Às vésperas da eleição, o governo do presidente Luiz Inácio Lula da Silva (PT) anunciou nesta quinta-feira (17) um reajuste de cerca de 15,04% nos benefícios do Bolsa Família. Com a mudança, o valor mínimo pago por família sobe de R$ 600 para R$ 691.

O benefício médio também será elevado, passando dos atuais R$ 675 para R$ 777. Segundo o Ministério do Planejamento, os novos valores começam a valer em outubro, com pagamentos previstos a partir do dia 19, entre o primeiro e o segundo turno das eleições presidenciais, caso haja segunda votação.
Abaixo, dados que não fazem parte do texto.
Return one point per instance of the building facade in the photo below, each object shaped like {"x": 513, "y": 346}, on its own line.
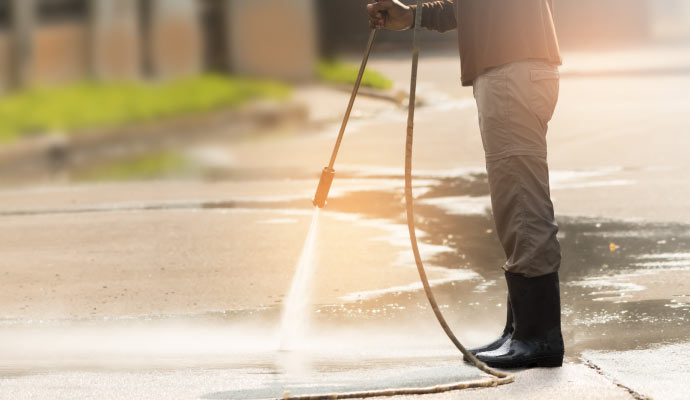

De acordo com o ministro do Planejamento, Bruno Moretti, o reajuste terá impacto de R$ 5,8 bilhões nas despesas deste ano. Para 2027, o aumento dos gastos está estimado em R$ 22 bilhões, elevando de R$ 157,1 bilhões para aproximadamente R$ 179 bilhões a previsão destinada ao programa.

O Bolsa Família não recebia reajuste desde seu relançamento, em março de 2023, primeiro ano do atual mandato de Lula. Segundo a equipe econômica, a atualização representa a reposição da inflação acumulada desde o início do governo até agosto deste ano. Em agosto, o programa alcançou cerca de 19,3 milhões de famílias.

Para receber o benefício, a renda mensal por pessoa da família deve ser de até R$ 218, além da inscrição e atualização do Cadastro Único e do cumprimento das exigências nas áreas de saúde e educação. O programa mantém ainda adicionais de R$ 150 por criança de até seis anos e de R$ 50 para gestantes, jovens de 7 a 18 anos incompletos e bebês de até seis meses; os novos valores desses complementos ainda não foram detalhados pelo governo.